Personne ne s’énerve. Personne ne grogne. Personne ne crie, sales fonctionnaires (bon là c’est normal). Seuls nous, Baba et moi (le petit prince est vappé) nous nous excitons. Baba me force à descendre nos bagages à poursuivre à pied, sous 40 degrés cognant, elle-même marchant derrière moi en portant avec délicatesse son ombrelle de soie orange. Avec sa tête d’oiseau, on dirait une bonzesse. J’ai honte. Tout le monde nous regarde. Personne ne comprend. Qui sont ces fadas qui au lieu d’attendre tranquillement préfèrent se jeter sur le goudron et marcher sous le soleil de midi… et vers quel but ? We’re not going far… je marmonne. Qu'est-ce que ça peut leur fiche? S'énerve Baba.
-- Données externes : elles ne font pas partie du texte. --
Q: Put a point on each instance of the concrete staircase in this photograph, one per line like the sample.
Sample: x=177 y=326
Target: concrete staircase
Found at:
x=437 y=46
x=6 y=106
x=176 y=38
Rien. Mais j'aime à me justifier.

L'autocar nous ratrappe une heure plus tard, nous devons monter en marche, un Ladakhi hisse la Baba dans l'habitacle. Les gens nous regardent soulagés. Nous ne sommes pas morts. Ils nous ont ratrappés. Ailleurs, on aurait ricané. Voire, on nous aurait laissées sur le bas côté de la route. Ici, on semble heureux de cette magnifique découverte : une vieille blanche et sa petite-fille récupérées sur le bord de la route. Le petit Prince Sacha est là, goguenard, salut les filles, il fume par les oreilles.

Patience, suite.

Car en revanche, en effet, l’Indien quand il voit une file d’attente a une autre conception de la patience. Sa patience consiste personnellement à passer automatiquement devant tout le monde. Avec le sourire. Au point que vous pourriez croire qu’il s’agit là d’une coutume. Mais non. C’est sans doute le fruit d’un pays bien trop peuplé si vous voulez bien recueillir mon avis et qui a vécu sa modernité sous un format bureaucratico-socialiste. Ce qui signifie beaucoup beaucoup de files d’attente dans des lieux administratifs ou non.

Je tentai le soir de notre arrivée de réserver un taxi au bureau de l’aéroport, deux paires de coudes m’ont entourée de part en part, je les ai regardées, interloquée… et les paires de coudes sont passées avant moi. Avec le sourire. A force, on devient rude. On râle, on dit, eh ho, at the queue, as everybody ! Un Français rencontré dans le voyage a saisi au vol une jeune Indienne, fraîche et mignonne, qui passait hardiment avec sa valise à roulettes devant une bonne partie des gens qui attendaient sagement leur taxi. Eh girl, it’s a joke ?! Elle n’avait pas vu, pas du tout, alors là juré, que les gens faisaient la queue… Avec le sourire. Au cinéma, pareil, voilà un jeune couple de toutereaux qui écrasent à moitié notre Sacha pour prendre ses billets, eh you, I’m there, before you ! Braille le petit Prince. Oh sorry, on avait pas vu. Avec le sourire.

On en rit, on les maudit, mal élevés !

Bref, Bouddha dont un des enseignements était la patience, ou alors c’était Gandhi, je sais plus, n’est pas né par hasard dans ce pays où la patience s’exerce sur les aléas d’un quotidien alternatif (routes coupées, coupure d’électricité, chute d’eau ou pas d’eau…) agrémenté d’individus tout à la fois patients et cavaliers, dont la moindre des artilleries n'est pas leur sourire. Désarmant.